Troisième erreur : lancer un tirage sans échantillon préalable. Les fourchettes de prix observées en France pour un tirage unitaire soigné en A3 sur papier d’art vont couramment de 5 à 15 euros, et une carte postale en 300 g/m² se situe entre quelques dizaines de centimes et deux euros selon le tirage. Sur ces montants, demander une épreuve avant de lancer une série de cent exemplaires relève du simple bon sens.

Reste la question du rainage, systématiquement sous-estimée. Tout papier au-dessus de 170 g/m² destiné à être plié doit être rainé au préalable, c’est-à-dire écrasé sur une ligne par une molette ou une règle métallique. Le rainage crée une charnière propre et empêche les fibres de la face extérieure de se rompre. Sans lui, un aplat sombre imprimé sur la pliure blanchit en une ligne irrégulière qui saute aux yeux. Ce détail coûte quelques centimes par exemplaire chez un imprimeur et se réalise à la maison avec un plioir et une règle, à condition de plier ensuite dans le sens du rainage et non contre lui.

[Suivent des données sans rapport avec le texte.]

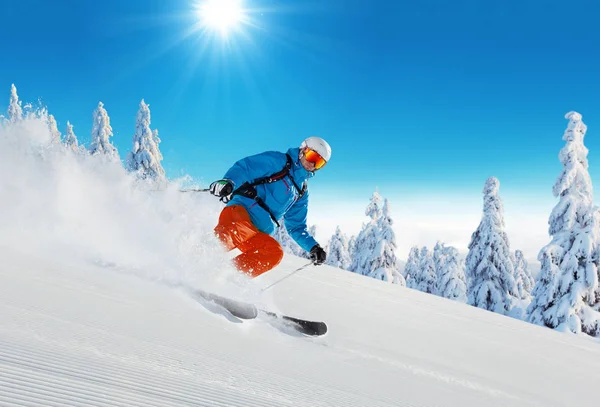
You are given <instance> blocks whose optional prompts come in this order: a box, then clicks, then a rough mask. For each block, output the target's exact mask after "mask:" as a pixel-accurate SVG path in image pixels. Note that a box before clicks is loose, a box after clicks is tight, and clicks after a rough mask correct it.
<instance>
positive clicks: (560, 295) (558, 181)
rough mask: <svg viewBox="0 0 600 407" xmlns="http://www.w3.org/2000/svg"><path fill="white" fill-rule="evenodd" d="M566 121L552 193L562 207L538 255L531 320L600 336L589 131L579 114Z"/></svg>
mask: <svg viewBox="0 0 600 407" xmlns="http://www.w3.org/2000/svg"><path fill="white" fill-rule="evenodd" d="M565 118H566V119H568V120H569V124H568V126H567V129H566V131H565V132H564V134H563V140H565V141H566V145H565V146H564V147H563V148H562V150H561V151H560V154H559V159H560V162H561V163H562V164H563V169H562V171H561V173H560V175H559V176H558V178H557V180H556V182H555V184H554V188H553V193H554V196H555V197H558V198H559V202H558V203H557V204H556V206H555V207H554V209H553V210H552V213H551V214H550V218H549V220H548V224H549V230H548V232H549V234H550V236H552V240H551V241H550V243H548V244H547V245H546V246H544V247H543V248H542V249H541V250H540V252H539V254H538V260H539V261H540V262H541V270H540V276H539V279H538V281H537V283H536V285H535V287H534V289H533V293H532V296H533V299H532V301H531V304H530V305H529V307H528V309H527V315H528V320H529V321H530V322H532V323H534V324H538V325H544V326H547V327H550V328H554V329H557V330H562V331H570V332H573V333H580V332H584V333H586V334H589V335H592V336H596V337H598V336H600V313H599V311H600V290H599V288H598V265H599V264H598V263H599V254H600V253H598V244H599V243H600V239H599V232H600V229H599V228H600V213H599V212H598V208H597V207H595V206H594V205H593V190H592V181H591V178H590V175H589V173H588V161H587V154H588V149H587V148H586V147H585V145H584V143H583V138H584V136H585V133H586V131H587V127H586V125H585V124H584V123H583V121H582V117H581V115H580V114H579V113H577V112H569V113H567V114H566V115H565Z"/></svg>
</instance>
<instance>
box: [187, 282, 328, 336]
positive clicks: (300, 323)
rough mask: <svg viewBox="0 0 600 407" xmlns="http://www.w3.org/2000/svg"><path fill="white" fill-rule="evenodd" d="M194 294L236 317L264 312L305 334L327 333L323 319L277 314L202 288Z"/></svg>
mask: <svg viewBox="0 0 600 407" xmlns="http://www.w3.org/2000/svg"><path fill="white" fill-rule="evenodd" d="M192 294H193V295H197V296H199V297H201V298H202V299H204V300H206V301H209V302H212V303H213V304H216V305H218V306H220V307H222V308H223V309H225V310H226V311H228V312H229V313H230V314H231V315H233V316H234V317H236V318H240V319H255V318H257V317H258V316H259V314H263V315H265V316H267V317H269V318H273V319H279V320H281V321H283V322H284V323H285V324H286V325H288V326H291V327H292V328H294V329H295V330H296V331H298V332H300V333H303V334H305V335H309V336H321V335H325V334H326V333H327V324H326V323H325V322H322V321H309V320H306V319H302V318H296V317H292V316H289V315H283V314H277V313H275V312H272V311H268V310H264V309H259V308H257V307H256V306H255V305H254V304H250V303H247V302H243V301H238V300H234V299H232V298H228V297H223V296H220V295H217V294H213V293H209V292H206V291H202V290H194V291H193V292H192Z"/></svg>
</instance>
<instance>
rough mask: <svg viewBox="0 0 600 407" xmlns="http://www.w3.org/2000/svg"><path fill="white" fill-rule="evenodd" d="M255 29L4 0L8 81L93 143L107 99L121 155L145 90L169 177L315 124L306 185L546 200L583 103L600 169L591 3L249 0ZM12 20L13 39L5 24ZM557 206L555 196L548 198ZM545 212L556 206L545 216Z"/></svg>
mask: <svg viewBox="0 0 600 407" xmlns="http://www.w3.org/2000/svg"><path fill="white" fill-rule="evenodd" d="M245 5H246V7H247V8H249V9H252V10H255V11H256V10H259V11H260V12H253V13H252V14H251V15H250V16H251V18H252V21H253V23H254V24H255V26H254V27H245V29H244V33H243V35H233V36H231V37H230V42H229V44H228V45H227V44H224V43H223V42H219V41H214V40H213V41H210V40H209V37H208V36H207V35H202V33H201V32H200V31H196V32H192V33H191V34H190V35H188V36H187V37H185V38H184V34H185V33H190V28H191V27H193V25H194V23H196V21H197V19H196V15H195V14H194V12H193V11H192V10H193V6H192V2H190V1H188V0H183V1H182V0H173V1H156V0H153V1H141V0H140V1H138V0H128V1H122V0H119V1H115V0H106V1H103V2H101V3H90V2H85V1H81V2H75V1H56V2H48V1H33V0H21V1H19V2H2V4H0V14H1V15H3V16H7V17H5V18H4V19H3V31H4V32H5V35H3V36H2V37H1V38H0V44H1V48H2V52H3V55H4V56H5V57H8V56H10V61H9V62H3V63H2V64H0V78H1V79H2V81H1V82H2V83H0V85H1V86H2V87H4V89H5V95H6V97H5V98H3V99H5V100H0V109H2V110H3V111H4V110H5V108H6V105H7V102H8V92H9V87H10V84H11V83H13V82H14V83H15V84H16V85H17V88H18V90H19V95H20V97H21V99H22V100H24V101H35V100H37V99H38V98H39V99H41V100H42V101H43V103H44V104H46V105H47V106H48V109H49V111H50V112H51V113H53V114H54V115H55V116H56V118H57V120H58V123H59V127H60V130H61V131H64V126H65V123H66V121H67V120H70V121H71V122H72V123H73V124H74V126H75V132H76V134H77V135H78V137H79V139H80V141H82V142H83V143H88V142H89V132H90V129H91V115H92V111H93V110H94V108H95V107H96V105H97V103H98V101H100V100H101V101H102V102H104V104H105V107H106V109H107V111H108V113H109V115H110V117H111V124H112V126H113V129H114V132H115V137H114V138H113V142H114V144H115V145H116V146H117V147H118V148H119V151H120V153H121V156H124V154H125V152H126V151H128V150H129V149H130V146H131V137H132V134H133V131H134V121H135V114H136V111H137V108H138V104H139V101H140V100H141V99H142V98H144V99H145V100H146V102H148V103H149V104H150V108H151V111H152V119H153V121H152V127H155V128H158V130H159V132H160V135H161V138H162V143H161V145H160V148H161V151H162V152H163V155H164V161H163V165H164V167H165V169H166V170H167V174H168V175H169V176H170V177H175V176H178V175H182V174H190V175H191V176H193V177H195V178H197V179H199V180H201V181H202V182H205V183H206V182H209V181H212V180H214V179H216V178H219V177H220V176H222V174H223V173H224V172H225V171H226V170H227V168H228V167H229V165H230V164H231V163H233V162H234V161H235V160H236V159H238V158H241V157H243V156H245V155H248V154H254V153H257V152H260V151H263V150H271V149H273V150H284V149H287V148H288V147H289V146H295V145H298V144H299V143H300V142H301V141H302V139H303V138H305V137H307V136H310V135H319V136H322V137H324V138H326V139H327V140H328V141H329V142H330V144H331V145H332V148H333V156H332V160H331V162H330V163H329V164H328V166H327V167H326V169H325V170H323V172H322V173H321V174H319V177H316V178H315V179H314V182H313V184H314V185H311V191H313V195H315V194H319V193H321V194H322V195H321V196H327V197H329V196H336V197H337V198H339V197H343V198H345V199H348V200H353V199H354V200H362V201H361V205H363V206H364V205H365V204H366V201H367V200H368V197H369V195H370V193H371V192H372V191H373V189H374V188H375V187H378V188H379V189H380V191H381V192H382V193H383V194H384V195H388V196H390V197H392V196H393V197H397V199H406V200H410V199H411V197H413V196H416V195H418V194H421V195H428V196H437V197H442V196H444V194H446V193H453V194H454V195H457V196H460V195H464V196H471V195H470V194H473V196H475V199H477V202H475V204H476V206H480V198H481V189H482V187H483V184H484V182H485V179H486V178H487V177H488V176H490V175H494V176H497V177H498V178H499V179H500V182H501V194H502V193H503V191H506V193H507V195H510V194H513V195H515V196H518V195H519V194H529V195H535V196H538V195H539V196H544V197H545V198H546V199H548V200H552V196H551V188H552V184H553V182H554V180H555V179H556V177H557V175H558V174H559V172H560V169H561V166H560V163H559V162H558V158H557V155H558V152H559V150H560V148H561V147H562V146H563V144H564V142H563V141H562V140H561V136H562V133H563V131H564V129H565V128H566V125H567V121H566V120H565V119H564V114H565V113H566V112H568V111H569V110H577V111H579V112H580V113H582V114H583V118H584V122H585V123H586V124H587V125H588V128H589V131H588V135H587V137H586V145H587V147H588V148H589V149H590V155H589V161H590V167H591V168H590V172H591V174H592V178H593V180H594V181H595V180H596V179H598V175H600V160H598V158H597V154H598V152H600V141H599V137H597V136H596V135H597V134H600V81H599V80H598V78H599V77H598V72H600V54H598V52H597V44H598V40H599V39H600V38H599V37H600V34H598V30H597V22H598V18H599V17H600V6H599V5H597V2H594V1H591V0H590V1H577V0H575V1H572V2H569V3H568V5H567V3H565V2H559V1H555V0H550V1H530V0H524V1H510V0H509V1H505V2H483V1H475V0H472V1H464V0H453V1H442V0H423V1H417V2H403V1H380V0H372V1H369V2H366V1H364V0H346V1H342V0H327V1H293V2H292V1H270V0H269V1H267V0H260V1H252V0H246V1H245ZM7 33H10V34H7ZM545 209H546V208H544V210H545ZM543 215H544V217H546V219H547V215H548V213H547V212H546V213H544V214H543Z"/></svg>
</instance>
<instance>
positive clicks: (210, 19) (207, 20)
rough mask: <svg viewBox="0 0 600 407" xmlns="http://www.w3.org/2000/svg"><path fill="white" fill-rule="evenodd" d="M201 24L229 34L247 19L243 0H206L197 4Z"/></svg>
mask: <svg viewBox="0 0 600 407" xmlns="http://www.w3.org/2000/svg"><path fill="white" fill-rule="evenodd" d="M196 10H197V14H198V17H199V19H200V22H201V24H202V25H203V26H204V27H206V28H207V29H211V30H214V31H217V32H219V33H220V34H221V35H223V36H227V35H228V34H229V33H230V32H231V31H233V30H235V29H236V28H237V27H238V26H239V25H240V23H242V22H243V21H244V19H245V10H244V8H243V5H242V0H205V1H203V2H202V3H199V4H198V5H197V8H196Z"/></svg>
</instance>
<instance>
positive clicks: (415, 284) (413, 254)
mask: <svg viewBox="0 0 600 407" xmlns="http://www.w3.org/2000/svg"><path fill="white" fill-rule="evenodd" d="M420 267H421V258H420V253H419V248H418V247H417V246H413V247H411V248H410V252H409V253H408V259H407V260H406V265H405V266H404V279H405V280H406V286H407V287H410V288H414V289H416V280H415V277H416V276H417V274H418V273H419V269H420ZM413 284H415V286H413Z"/></svg>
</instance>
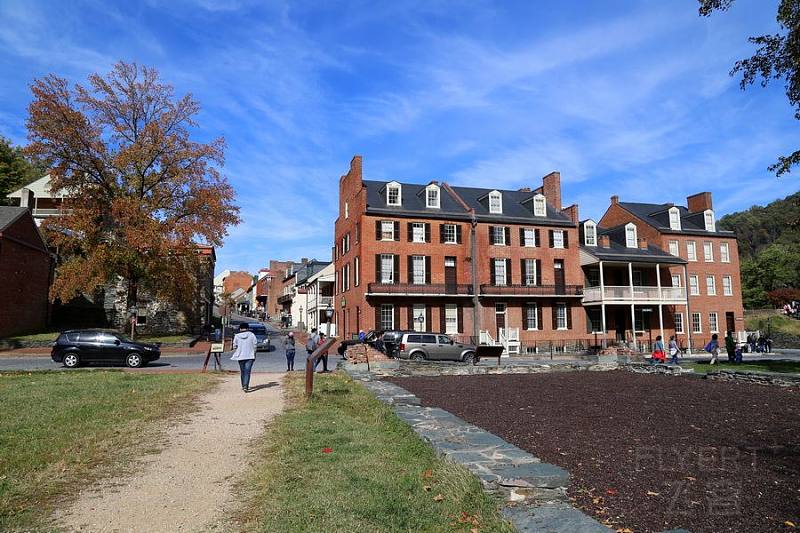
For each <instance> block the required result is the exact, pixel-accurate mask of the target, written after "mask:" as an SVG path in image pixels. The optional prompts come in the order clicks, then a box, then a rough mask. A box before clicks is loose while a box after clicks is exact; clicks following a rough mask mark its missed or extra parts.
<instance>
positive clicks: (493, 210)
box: [489, 191, 503, 214]
mask: <svg viewBox="0 0 800 533" xmlns="http://www.w3.org/2000/svg"><path fill="white" fill-rule="evenodd" d="M489 212H490V213H494V214H500V213H502V212H503V195H502V194H500V192H499V191H492V192H490V193H489Z"/></svg>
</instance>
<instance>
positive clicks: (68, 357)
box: [63, 352, 81, 368]
mask: <svg viewBox="0 0 800 533" xmlns="http://www.w3.org/2000/svg"><path fill="white" fill-rule="evenodd" d="M63 363H64V366H65V367H67V368H75V367H77V366H79V365H80V364H81V358H80V356H79V355H78V354H76V353H75V352H69V353H68V354H64V361H63Z"/></svg>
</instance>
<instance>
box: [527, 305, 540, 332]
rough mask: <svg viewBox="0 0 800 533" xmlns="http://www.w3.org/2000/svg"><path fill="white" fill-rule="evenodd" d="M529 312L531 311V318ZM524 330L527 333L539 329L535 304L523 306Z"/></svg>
mask: <svg viewBox="0 0 800 533" xmlns="http://www.w3.org/2000/svg"><path fill="white" fill-rule="evenodd" d="M531 311H533V316H531ZM531 322H533V327H531ZM525 329H526V330H529V331H531V330H536V329H539V304H537V303H536V302H528V303H527V304H525Z"/></svg>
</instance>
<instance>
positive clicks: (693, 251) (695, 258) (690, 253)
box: [686, 241, 697, 261]
mask: <svg viewBox="0 0 800 533" xmlns="http://www.w3.org/2000/svg"><path fill="white" fill-rule="evenodd" d="M686 259H688V260H689V261H697V245H696V244H695V242H694V241H686Z"/></svg>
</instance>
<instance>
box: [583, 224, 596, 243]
mask: <svg viewBox="0 0 800 533" xmlns="http://www.w3.org/2000/svg"><path fill="white" fill-rule="evenodd" d="M583 243H584V244H585V245H586V246H597V225H596V224H595V223H594V222H592V221H591V220H587V221H586V222H584V223H583Z"/></svg>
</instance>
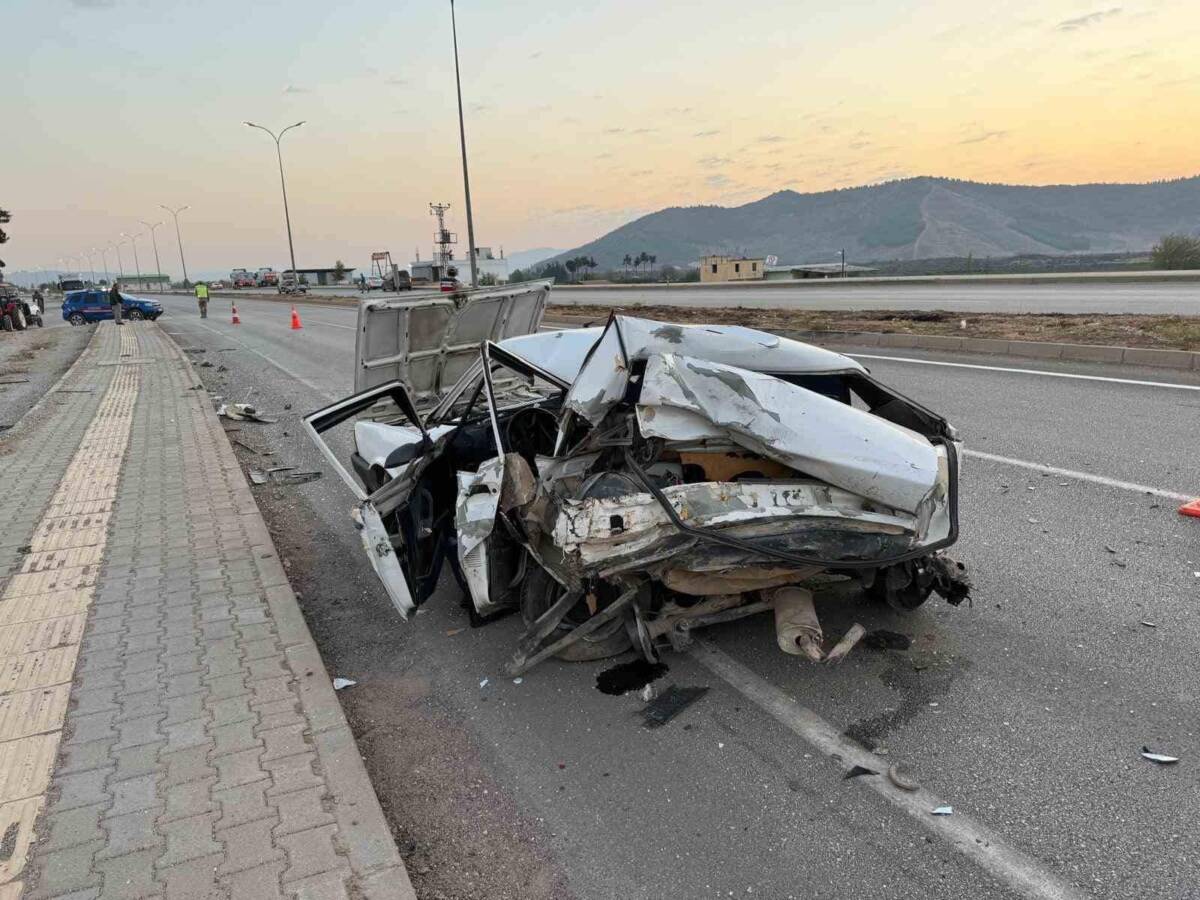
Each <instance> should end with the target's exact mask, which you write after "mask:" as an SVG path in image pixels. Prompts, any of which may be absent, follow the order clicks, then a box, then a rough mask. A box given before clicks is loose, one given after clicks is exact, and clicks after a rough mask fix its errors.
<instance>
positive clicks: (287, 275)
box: [280, 269, 308, 294]
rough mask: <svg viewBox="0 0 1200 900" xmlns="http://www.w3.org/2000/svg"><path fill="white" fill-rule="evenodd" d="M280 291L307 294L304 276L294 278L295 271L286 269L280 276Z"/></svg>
mask: <svg viewBox="0 0 1200 900" xmlns="http://www.w3.org/2000/svg"><path fill="white" fill-rule="evenodd" d="M280 293H281V294H307V293H308V288H307V286H306V282H305V280H304V277H302V276H301V277H300V280H299V281H298V280H296V276H295V272H293V271H292V270H290V269H288V270H287V271H286V272H283V275H281V276H280Z"/></svg>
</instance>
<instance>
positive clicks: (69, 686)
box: [0, 683, 71, 779]
mask: <svg viewBox="0 0 1200 900" xmlns="http://www.w3.org/2000/svg"><path fill="white" fill-rule="evenodd" d="M70 697H71V685H70V683H68V684H56V685H54V686H53V688H38V689H37V690H32V691H22V692H20V694H5V695H4V696H0V740H13V739H16V738H25V737H29V736H30V734H44V733H46V732H48V731H58V730H60V728H61V727H62V716H65V715H66V713H67V700H68V698H70ZM2 778H4V773H0V779H2Z"/></svg>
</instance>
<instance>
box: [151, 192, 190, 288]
mask: <svg viewBox="0 0 1200 900" xmlns="http://www.w3.org/2000/svg"><path fill="white" fill-rule="evenodd" d="M158 206H160V208H162V209H164V210H167V211H168V212H169V214H170V215H172V216H174V218H175V240H176V241H178V242H179V264H180V266H182V269H184V287H187V263H185V262H184V235H181V234H180V233H179V214H180V212H182V211H184V210H185V209H191V206H180V208H179V209H172V208H170V206H163V205H162V204H161V203H160V204H158Z"/></svg>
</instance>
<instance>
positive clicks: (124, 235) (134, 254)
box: [121, 232, 142, 287]
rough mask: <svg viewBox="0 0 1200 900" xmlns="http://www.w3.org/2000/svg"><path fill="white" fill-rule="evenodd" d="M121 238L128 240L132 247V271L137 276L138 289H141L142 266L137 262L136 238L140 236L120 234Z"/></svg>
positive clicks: (121, 232)
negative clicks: (125, 238)
mask: <svg viewBox="0 0 1200 900" xmlns="http://www.w3.org/2000/svg"><path fill="white" fill-rule="evenodd" d="M121 236H122V238H128V240H130V246H131V247H133V271H136V272H137V274H138V287H142V264H140V263H139V262H138V238H139V236H140V235H137V234H126V233H125V232H121Z"/></svg>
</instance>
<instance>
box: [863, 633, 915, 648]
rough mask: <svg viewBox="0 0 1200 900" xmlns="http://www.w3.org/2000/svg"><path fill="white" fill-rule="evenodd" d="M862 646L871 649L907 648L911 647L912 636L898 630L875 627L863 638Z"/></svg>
mask: <svg viewBox="0 0 1200 900" xmlns="http://www.w3.org/2000/svg"><path fill="white" fill-rule="evenodd" d="M863 646H864V647H870V648H871V649H872V650H907V649H908V648H910V647H912V638H911V637H908V635H901V634H900V632H899V631H889V630H888V629H886V628H877V629H875V630H874V631H871V632H869V634H868V635H866V637H864V638H863Z"/></svg>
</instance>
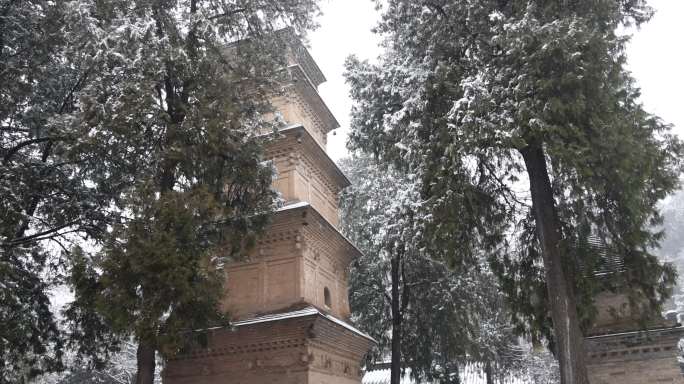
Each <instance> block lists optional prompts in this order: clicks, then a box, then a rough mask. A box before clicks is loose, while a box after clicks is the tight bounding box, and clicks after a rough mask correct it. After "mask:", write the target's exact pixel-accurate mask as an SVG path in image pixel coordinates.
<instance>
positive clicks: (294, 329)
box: [170, 307, 375, 361]
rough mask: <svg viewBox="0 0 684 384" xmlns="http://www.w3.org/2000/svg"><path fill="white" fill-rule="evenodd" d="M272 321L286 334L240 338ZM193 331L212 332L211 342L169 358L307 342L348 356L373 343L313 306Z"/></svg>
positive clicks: (342, 322)
mask: <svg viewBox="0 0 684 384" xmlns="http://www.w3.org/2000/svg"><path fill="white" fill-rule="evenodd" d="M274 324H278V325H279V326H281V327H282V326H284V327H292V328H288V329H293V330H296V331H294V332H290V333H289V336H286V337H283V336H281V337H277V338H271V339H269V340H262V341H258V342H255V341H254V340H250V339H249V338H246V339H242V338H241V336H242V335H246V334H247V333H253V332H261V330H263V331H264V332H269V331H270V330H271V329H272V328H273V327H274ZM196 332H207V333H210V334H211V335H212V338H211V339H212V340H213V341H214V343H212V344H211V345H209V346H208V347H207V348H194V349H193V350H192V351H191V352H189V353H185V354H179V355H176V356H175V357H173V358H171V359H170V360H175V361H178V360H192V359H205V358H210V357H217V356H230V355H240V354H251V353H263V352H268V351H277V350H282V349H299V348H301V347H304V346H307V345H313V346H329V347H335V348H336V352H335V353H336V354H339V355H340V356H345V357H348V358H350V359H353V358H355V357H356V356H358V355H362V354H363V353H365V351H366V350H367V346H368V344H369V343H374V342H375V340H373V339H372V338H371V337H370V336H368V335H366V334H365V333H363V332H361V331H359V330H358V329H356V328H354V327H353V326H352V325H350V324H347V323H346V322H344V321H342V320H339V319H337V318H334V317H332V316H331V315H328V314H325V313H323V312H321V311H320V310H318V309H316V308H315V307H307V308H304V309H301V310H297V311H293V312H289V313H278V314H272V315H265V316H260V317H256V318H252V319H246V320H242V321H238V322H235V323H233V324H232V325H231V326H228V327H217V328H212V329H207V330H202V331H196ZM337 338H343V339H345V340H348V343H347V344H345V345H340V344H339V343H336V342H335V339H337Z"/></svg>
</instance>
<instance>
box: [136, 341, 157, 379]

Le bon réflexe consiste finalement à raisonner par contrainte plutôt que par ambition. On part de l’objet fini, de sa manipulation, de son mode de fixation ou de son envoi, et le grammage se déduit presque tout seul de ces exigences. Le papier le plus cher n’est jamais celui qui convient : c’est celui qui convient qui devient le bon choix, à n’importe quel prix.